As I come up on celebrating my third year in the intellectual and emotional battle arena that is the college/university experience, I have observed a very consistent struggle to afflict and harm many of my fellow classmates:
Negative self-talk.
I find it so common in college students: expressing how poorly they think they will/think they did do on an exam, verbalizing self-doubt about their abilities to complete course material, or balance their schedules...the list goes on. Negative self-talk is a pervasive poison that not only is spoken into existence by many college students, but I know that it is just as prevalent within their own inner monologues...because it 100% is prevalent in mine!
Negative self-talk is a mental sickness that poisons and weakens us!
In my own experience, I struggle daily with the lies and accusations that I am mysteriously tempted to hurl at myself. As a Christian, we call this mysterious, unexplainable force "the accuser" (in Hebrew, שָׂטָן, or "ha satan"). In Scripture, this mysterious force is characterized in many ways. In one of the creation accounts at the beginning of the Biblical story, it is depicted as a slippery serpent, who converses with a character named Life (or in Hebrew, חַוָּה, "chavvah").
Okay, let's back up because this all seems weird. What does a snake talking to a character named Life have to do with college students and negative self-talk?
I think it's important to recognize where these inner, accusatory thoughts come from. Are they truly a part of us and our identity? If we truly want hurtful, negative self-talk gone, then they surely must not be intrinsically a facet of who we are. They are accusations that we condition ourselves to make over and over, forcing them to become second nature...but that's where the story of Jesus is good news!
Negative self-talk is a mental sickness that poisons and weakens us...but through Jesus' Spirit, He empowers us to stomp out and conquer that sickness!
In that weird story with the talking snake, both "Adam" and "Eve" (two characters representing all of humanity) decide to choose to define good and evil for themselves. This leads to a fractured, broken relationship. But God sees all of this and knows that at the heart of this human brokenness and giving into temptation/accusation is the serpent — that mysterious yet real and urgent force able to communicate to all of us. God makes a promise to humanity, saying how "[He] will put enmity / between [the snake] and the woman, / and between [its] seed and hers; / he will crush [its] head, and [it] will strike his heel" (Genesis 3:15, NIV).

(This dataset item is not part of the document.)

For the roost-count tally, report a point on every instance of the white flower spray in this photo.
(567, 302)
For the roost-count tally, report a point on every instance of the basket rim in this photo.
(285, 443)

We have to recognize that Jesus is that "snake-head-crusher!" Jesus came to destroy the root of our problem, the one with our own thoughts and hearts. He knew that it wasn't about overthrowing physical systems of oppression, but rather it was (and is) about overthrowing and rebelling against the universal oppressor, the satan!
In the letter to the Hebrews, it is explained like this: "Since the children have flesh and blood, [God] too shared in their humanity so that by His death [as Jesus] He might break the power of him who holds the power of death — that is, the devil [the satan]" (Hebrews 2:14, NIV).
Jesus, born as a descendant of this Eve character, is a fulfillment of that seed promise: He conquered death, the greatest weapon the accuser has. And now through God's Spirit, the source of Jesus' triumphant power, we now can find that same victory, the same conquering of the satan, the accuser, the negative self-talk poison.
The "fruit" of the Spirit (the things that are brought to reality because of the Spirit) being in us and giving us that victory is "love, joy, peace, forbearance, kindness, goodness, faithfulness, gentleness, and self-control" (Galatians 5:22-23, NIV).
And while practically this will look different for everyone (mentoring, counseling, journaling, openly sharing, and calling out those lies and accusations), this power and conquering is accessible to everyone! Through Jesus, all who choose to follow Him and allow God's Spirit to rest upon them will find healing and victory!